> The two bugs that were found both sat outside the boundary of what the proofs cover. The denial-of-service was a missing specification. The heap overflow was a deeper issue in the trusted computing base, the C++ runtime that the entire proof edifice assumes is correct.
Still an interesting and useful result to find a bug in the Lean runtime, but I’d argue that doesn’t justify the title. Or the claim that “the entire proof edifice” is somehow shaky.
It’s important to note that this is the Lean runtime that has a bug, not the Lean kernel, which is the part that actually does the verification (aka proving). [1] So it’s not even immediately clear what this bug would really apply to, since obviously no one’s running any compiled Lean code in any kind of production hot path.

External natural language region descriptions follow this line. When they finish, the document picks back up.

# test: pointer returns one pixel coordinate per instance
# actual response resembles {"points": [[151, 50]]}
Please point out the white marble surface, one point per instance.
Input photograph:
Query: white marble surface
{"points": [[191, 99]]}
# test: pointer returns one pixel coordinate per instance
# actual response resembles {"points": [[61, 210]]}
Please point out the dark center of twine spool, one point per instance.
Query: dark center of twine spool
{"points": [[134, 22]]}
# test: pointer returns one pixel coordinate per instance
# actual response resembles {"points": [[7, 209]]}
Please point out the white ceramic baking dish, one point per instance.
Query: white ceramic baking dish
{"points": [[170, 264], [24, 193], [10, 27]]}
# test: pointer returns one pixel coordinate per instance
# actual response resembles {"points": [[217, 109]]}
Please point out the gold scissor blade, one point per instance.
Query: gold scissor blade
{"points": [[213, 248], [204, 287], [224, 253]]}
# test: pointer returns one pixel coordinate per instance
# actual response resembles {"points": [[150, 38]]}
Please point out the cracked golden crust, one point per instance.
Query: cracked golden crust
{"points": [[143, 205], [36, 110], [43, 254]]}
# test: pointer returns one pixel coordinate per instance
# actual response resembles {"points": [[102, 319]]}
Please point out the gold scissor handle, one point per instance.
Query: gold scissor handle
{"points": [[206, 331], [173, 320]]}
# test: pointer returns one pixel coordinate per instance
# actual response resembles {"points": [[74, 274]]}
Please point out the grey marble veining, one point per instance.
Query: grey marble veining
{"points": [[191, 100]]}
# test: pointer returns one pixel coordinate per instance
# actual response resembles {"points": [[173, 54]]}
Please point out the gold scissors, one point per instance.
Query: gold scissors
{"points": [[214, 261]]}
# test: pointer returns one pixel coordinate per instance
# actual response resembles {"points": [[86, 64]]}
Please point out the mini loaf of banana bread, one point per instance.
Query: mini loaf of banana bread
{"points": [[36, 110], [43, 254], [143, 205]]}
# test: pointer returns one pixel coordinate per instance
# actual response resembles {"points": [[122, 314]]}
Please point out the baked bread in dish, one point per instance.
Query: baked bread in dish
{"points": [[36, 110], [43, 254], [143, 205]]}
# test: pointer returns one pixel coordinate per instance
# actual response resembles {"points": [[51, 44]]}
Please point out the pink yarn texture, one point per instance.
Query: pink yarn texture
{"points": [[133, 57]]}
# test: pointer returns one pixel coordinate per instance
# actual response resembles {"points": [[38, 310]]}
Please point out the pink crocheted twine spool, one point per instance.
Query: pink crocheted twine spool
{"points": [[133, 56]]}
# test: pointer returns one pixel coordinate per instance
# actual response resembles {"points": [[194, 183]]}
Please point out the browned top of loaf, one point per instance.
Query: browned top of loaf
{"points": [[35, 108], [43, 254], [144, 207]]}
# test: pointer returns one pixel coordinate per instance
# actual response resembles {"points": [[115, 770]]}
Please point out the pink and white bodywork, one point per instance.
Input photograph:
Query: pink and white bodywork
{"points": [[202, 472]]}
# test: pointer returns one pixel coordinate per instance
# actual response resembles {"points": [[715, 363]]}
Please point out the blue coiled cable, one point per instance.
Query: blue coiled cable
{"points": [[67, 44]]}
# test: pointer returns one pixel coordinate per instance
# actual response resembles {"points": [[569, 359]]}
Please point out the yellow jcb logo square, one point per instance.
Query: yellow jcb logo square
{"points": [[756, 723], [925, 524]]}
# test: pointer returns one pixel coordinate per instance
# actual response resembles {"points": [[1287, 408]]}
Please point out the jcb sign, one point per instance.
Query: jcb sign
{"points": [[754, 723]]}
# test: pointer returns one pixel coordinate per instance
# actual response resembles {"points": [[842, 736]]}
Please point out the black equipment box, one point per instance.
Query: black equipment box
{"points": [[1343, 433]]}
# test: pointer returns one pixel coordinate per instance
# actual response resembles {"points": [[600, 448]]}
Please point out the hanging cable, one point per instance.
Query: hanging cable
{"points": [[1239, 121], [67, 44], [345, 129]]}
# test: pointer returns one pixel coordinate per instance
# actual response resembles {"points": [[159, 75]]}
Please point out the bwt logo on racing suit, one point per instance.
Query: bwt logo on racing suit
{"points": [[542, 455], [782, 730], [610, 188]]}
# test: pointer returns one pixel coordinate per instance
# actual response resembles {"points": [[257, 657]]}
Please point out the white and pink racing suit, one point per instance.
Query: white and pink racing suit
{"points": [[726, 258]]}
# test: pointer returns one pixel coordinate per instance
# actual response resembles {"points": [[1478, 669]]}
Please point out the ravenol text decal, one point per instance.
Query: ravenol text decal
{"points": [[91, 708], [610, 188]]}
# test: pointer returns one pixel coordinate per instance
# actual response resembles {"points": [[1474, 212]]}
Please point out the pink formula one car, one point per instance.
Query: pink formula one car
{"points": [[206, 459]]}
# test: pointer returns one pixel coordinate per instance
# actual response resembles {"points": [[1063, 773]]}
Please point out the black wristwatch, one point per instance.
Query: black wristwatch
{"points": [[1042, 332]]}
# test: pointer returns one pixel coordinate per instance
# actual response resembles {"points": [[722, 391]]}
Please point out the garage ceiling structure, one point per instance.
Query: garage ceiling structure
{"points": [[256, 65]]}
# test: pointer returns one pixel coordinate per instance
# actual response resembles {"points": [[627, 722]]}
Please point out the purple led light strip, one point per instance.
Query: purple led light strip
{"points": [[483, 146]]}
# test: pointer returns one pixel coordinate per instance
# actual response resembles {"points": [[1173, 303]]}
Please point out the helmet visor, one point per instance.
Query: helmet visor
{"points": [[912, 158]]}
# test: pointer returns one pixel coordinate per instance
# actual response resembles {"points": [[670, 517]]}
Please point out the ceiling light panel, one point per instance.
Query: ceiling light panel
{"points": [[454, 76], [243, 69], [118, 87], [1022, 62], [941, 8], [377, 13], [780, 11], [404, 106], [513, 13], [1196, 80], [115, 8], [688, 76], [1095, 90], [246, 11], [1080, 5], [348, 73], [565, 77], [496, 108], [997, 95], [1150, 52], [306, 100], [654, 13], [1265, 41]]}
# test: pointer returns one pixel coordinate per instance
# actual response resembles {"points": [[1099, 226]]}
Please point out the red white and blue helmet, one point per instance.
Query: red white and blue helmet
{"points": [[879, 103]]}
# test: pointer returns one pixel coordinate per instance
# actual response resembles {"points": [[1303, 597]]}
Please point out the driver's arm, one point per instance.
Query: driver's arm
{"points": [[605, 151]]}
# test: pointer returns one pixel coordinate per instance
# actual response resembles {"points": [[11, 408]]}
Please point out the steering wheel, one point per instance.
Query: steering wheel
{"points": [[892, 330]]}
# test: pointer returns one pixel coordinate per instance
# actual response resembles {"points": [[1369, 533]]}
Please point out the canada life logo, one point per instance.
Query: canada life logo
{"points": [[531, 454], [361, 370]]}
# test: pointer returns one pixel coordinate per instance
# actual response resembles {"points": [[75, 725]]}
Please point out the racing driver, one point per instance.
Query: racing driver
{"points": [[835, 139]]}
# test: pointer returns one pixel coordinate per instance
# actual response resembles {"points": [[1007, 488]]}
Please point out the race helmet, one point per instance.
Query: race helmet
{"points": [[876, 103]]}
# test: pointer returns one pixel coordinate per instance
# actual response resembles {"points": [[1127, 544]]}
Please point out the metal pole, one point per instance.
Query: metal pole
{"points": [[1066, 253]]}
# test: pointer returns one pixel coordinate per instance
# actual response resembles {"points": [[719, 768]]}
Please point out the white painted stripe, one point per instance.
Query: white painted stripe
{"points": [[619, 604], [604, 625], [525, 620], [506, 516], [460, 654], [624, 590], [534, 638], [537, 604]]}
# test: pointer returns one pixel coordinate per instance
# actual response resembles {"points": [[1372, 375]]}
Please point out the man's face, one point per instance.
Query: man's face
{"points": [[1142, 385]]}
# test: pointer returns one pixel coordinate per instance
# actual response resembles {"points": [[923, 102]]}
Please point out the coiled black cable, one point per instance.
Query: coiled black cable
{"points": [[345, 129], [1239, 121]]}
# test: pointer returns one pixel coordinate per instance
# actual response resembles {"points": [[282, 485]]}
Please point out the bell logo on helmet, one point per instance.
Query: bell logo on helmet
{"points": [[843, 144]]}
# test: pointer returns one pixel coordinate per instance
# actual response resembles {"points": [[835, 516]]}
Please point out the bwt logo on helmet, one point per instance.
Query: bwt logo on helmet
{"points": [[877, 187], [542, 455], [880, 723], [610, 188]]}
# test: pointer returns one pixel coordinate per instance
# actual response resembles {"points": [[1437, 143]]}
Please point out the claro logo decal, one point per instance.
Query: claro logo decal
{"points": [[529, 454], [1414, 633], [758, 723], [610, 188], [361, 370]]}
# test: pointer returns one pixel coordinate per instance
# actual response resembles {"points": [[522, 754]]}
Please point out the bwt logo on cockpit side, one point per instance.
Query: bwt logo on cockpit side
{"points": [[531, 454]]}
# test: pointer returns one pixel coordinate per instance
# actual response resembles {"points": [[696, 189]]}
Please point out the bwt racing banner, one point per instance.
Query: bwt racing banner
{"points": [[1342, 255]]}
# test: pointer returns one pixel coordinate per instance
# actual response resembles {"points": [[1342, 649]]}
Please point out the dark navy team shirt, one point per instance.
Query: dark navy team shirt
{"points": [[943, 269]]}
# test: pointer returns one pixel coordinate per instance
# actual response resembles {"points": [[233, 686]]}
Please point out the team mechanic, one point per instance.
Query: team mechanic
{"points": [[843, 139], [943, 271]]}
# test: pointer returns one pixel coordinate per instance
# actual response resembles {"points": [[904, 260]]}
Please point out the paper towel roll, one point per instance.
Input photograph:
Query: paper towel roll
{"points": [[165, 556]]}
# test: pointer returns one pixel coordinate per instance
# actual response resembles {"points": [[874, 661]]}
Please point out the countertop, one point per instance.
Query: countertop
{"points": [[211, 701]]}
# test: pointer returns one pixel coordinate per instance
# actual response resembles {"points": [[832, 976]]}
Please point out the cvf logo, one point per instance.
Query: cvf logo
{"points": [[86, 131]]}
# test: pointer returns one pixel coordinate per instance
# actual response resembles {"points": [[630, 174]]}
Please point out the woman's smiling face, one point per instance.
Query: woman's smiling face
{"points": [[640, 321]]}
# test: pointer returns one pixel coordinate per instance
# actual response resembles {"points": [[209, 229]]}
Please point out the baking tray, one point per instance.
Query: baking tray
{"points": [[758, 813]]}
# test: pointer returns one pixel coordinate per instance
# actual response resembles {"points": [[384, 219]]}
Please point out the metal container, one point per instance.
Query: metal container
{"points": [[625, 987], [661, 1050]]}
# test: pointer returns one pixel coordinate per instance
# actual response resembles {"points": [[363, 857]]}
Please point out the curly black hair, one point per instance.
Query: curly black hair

[1] https://lean-lang.org/doc/reference/latest/Elaboration-and-C...
If you have a spec that isn’t correct, you can certainly write code that conforms to that spec and write proofs to support it. It just means you have verified a program that does something other than what you intended. This is one of the harder parts of verification: clearly expressing your intention as a human. As programs get more complex these get harder to write, which means it isn’t uncommon to have lean or rocq proofs for everything only to later find “nope, it has a bug that ultimately traces back to a subtle specification defect.” Once you’ve gone through this a few times you quickly realize that tools like lean and rocq are tricky to use effectively.
I kinda worry that the “proof assistants will fix ai correctness” will lead to a false sense of assurance if the specs that capture human intention don’t get scrutinized closely. Otherwise we’ll likely have lots of proofs for code that isn’t the code the humans actually intended due to spec flaws.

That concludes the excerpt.